Wide-eyed, I noticed that the coat resembled my dad’s and the mask was of Snow White, just like one my sister had worn the previous Halloween night.
But this character’s silence spooked me so much that I started to cry, whereupon the visitor dropped knee-high and hugged me. “It’s me,” Mom said, soothingly.
Neuroscientists tell us we refine memories, that we reshape them as we recollect. Maybe it was a Tweety Bird mask. Was I really six? Was that my aunt’s coat? The accuracy of old details aren’t important. The memory is true in impact and meaning: Mom liked to joke, and her natural response was to comfort, reassure her crying boy.
Remembrance is built of such bright moments, memories that craft a whole person in our minds, whether or not that person is with us. As the holidays and winter approach, with All Souls’ Day on November 2, it’s a rich time to bring remembrance to mind, both in ceremony and in commonplace memories. “Remembrance” is the theme of this issue of Liguorian.

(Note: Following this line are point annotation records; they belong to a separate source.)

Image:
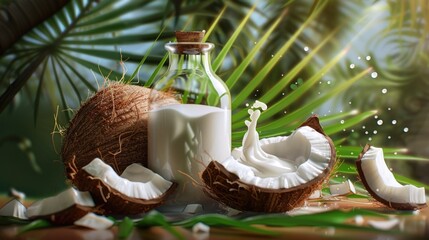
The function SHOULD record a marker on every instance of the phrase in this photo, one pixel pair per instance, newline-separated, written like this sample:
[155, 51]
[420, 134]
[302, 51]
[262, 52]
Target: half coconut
[135, 191]
[274, 174]
[380, 182]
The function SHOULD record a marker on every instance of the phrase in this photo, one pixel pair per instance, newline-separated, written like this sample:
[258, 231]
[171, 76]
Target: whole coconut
[111, 125]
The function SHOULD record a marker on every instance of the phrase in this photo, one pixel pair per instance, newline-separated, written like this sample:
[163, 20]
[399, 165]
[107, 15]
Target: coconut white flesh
[62, 201]
[343, 188]
[14, 208]
[136, 181]
[94, 221]
[279, 162]
[382, 181]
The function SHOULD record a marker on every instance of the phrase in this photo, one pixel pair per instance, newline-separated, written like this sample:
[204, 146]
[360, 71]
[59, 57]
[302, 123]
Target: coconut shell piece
[228, 189]
[111, 125]
[395, 205]
[67, 216]
[110, 201]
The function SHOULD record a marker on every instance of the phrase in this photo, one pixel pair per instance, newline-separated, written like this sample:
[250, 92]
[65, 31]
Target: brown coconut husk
[111, 125]
[228, 189]
[390, 204]
[110, 201]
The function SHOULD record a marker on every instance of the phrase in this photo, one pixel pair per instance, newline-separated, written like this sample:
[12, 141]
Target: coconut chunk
[63, 208]
[14, 208]
[286, 162]
[274, 174]
[137, 190]
[94, 221]
[136, 181]
[382, 185]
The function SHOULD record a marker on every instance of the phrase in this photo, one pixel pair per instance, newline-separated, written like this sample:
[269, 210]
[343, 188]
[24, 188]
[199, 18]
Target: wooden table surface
[411, 226]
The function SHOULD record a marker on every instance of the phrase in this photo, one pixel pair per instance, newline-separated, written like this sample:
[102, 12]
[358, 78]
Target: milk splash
[253, 154]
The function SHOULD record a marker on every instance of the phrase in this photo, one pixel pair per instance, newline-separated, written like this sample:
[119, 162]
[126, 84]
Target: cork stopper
[192, 36]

Regis Martin, STD, guides us through a short exercise on eschatology: the theological study of death, judgment, heaven, and hell. (It’s not as scary as it may sound.) Andrew Minto, PhD, continues our series on the spiritual works of mercy with praying for the living and the dead. Columnist Kate Basi writes about praying for the dead and asking them to pray for us.
You’ll also notice a column by Fr. Byron Miller, CSsR, Liguori Publications’ new president. Fr. Donald Willard has become pastor of St. Alphonsus Church in Brooklyn Center, MN. We’ll miss him here and we welcome Fr. Byron, who has written for Liguorian many times.